Use regression analysis when you want to predict a value when you have independent data. For instance you want to use regression analysis to predict sales, costs, weight, size or any value that will provide meaningful information. The main tools you will need is a spreadsheet program like Microsoft Excel or OpenOffice Calc. In this article we will gain an understanding of the LINEST function to help develop the regression analysis.
Collect the data that you will want to predict. The first data you will want is the predicted value or Dependent Variable. The dependent variable can be any sort of predicted value that will be beneficial to your regression analysis. For instance you may want to predict sales for an operating year, weight of a given population, or size of growth of bacteria. The next data is the independent variables.

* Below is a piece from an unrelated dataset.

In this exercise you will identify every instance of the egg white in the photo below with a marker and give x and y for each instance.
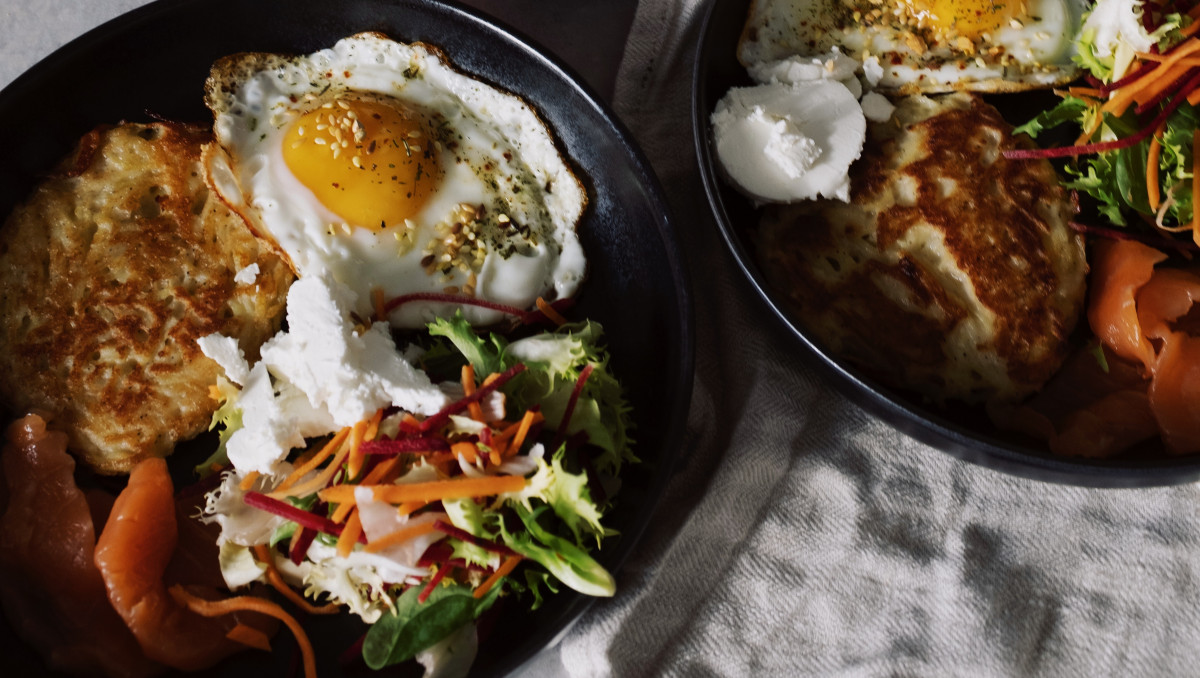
(504, 159)
(1032, 52)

The independent variables are the data points that you know that result with your predicted variable. For instance your dependent variables could be height, age, income level, years, quality score and so on. The value of regression analysis is that it can be any measurable value.
Open your spreadsheet program and place your data values in a table. In this regression analysis example we will be predicting the Trade-In Value of a car. Our Dependant Variable is the car Trade-In Value. The Independent Variables are car miles, age of the car in years, and a numerical condition score (1=bad, 5=excellent). Tabulate the data in an nice organized table. This will be important for the next step when we introduce the LINEST function.

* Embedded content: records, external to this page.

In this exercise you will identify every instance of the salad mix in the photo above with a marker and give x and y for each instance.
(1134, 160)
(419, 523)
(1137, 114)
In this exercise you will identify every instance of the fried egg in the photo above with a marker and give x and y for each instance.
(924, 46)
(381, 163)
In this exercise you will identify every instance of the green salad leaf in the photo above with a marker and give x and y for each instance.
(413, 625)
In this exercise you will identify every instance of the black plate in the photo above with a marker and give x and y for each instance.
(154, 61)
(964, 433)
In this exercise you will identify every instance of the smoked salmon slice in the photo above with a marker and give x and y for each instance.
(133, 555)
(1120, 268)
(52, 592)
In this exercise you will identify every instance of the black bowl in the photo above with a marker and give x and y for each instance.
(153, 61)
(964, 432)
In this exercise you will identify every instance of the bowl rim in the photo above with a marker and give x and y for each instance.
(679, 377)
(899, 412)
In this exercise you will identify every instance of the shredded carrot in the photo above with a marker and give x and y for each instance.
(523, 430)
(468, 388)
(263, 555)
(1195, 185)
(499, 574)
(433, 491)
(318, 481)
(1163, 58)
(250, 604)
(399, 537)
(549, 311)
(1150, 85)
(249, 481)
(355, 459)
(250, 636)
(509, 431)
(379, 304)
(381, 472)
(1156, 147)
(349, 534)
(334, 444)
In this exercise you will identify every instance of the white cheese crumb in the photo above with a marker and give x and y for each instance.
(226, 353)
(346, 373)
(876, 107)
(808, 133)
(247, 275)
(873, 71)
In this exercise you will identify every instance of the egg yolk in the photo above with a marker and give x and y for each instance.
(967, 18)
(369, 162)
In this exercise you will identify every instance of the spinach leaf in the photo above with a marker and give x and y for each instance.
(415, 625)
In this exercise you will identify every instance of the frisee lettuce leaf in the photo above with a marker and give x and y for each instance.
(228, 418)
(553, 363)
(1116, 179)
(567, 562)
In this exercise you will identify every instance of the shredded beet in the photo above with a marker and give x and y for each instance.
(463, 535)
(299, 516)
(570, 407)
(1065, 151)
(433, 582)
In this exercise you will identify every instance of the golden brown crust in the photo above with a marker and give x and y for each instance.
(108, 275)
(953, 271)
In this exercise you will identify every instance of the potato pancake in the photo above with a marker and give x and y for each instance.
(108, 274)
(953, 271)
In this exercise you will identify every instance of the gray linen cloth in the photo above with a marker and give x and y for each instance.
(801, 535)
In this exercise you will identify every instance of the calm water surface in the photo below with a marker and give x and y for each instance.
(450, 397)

The LINEST function allows to formulate a regression analysis table. First we will need highlight an empty area that is 5 rows x 3 columns. In our example we highlight from cell I6 to G3. While the area is still highlighted type into the cell G3 the function "=LINEST(E3:E12,B3:D12,1,1)". Then to execute the function we will use a special key stroke of SHIFT+CTRL+ENTER. This will establish our array of the LINEST regression analysis table.
The results of the LINEST regression analysis table give us values of our Linear Regression equation. The first row of the LINEST table give use the coefficients of our linear equation. The linear regression analysis equation is formulated as Y = B1_x1 + B2_x2 + ... + B(n)*x(n) where n is any number of dependent variables.
In our example the linear regression equation is Trade-In Value = -0.09(Miles) +24.35(Years) + 1688.6*(Condition Score).
There are other ways to do regression analysis. This article introduces the concept of linear regression. You may want to explore Multiple Regression and Nonlinear Regression.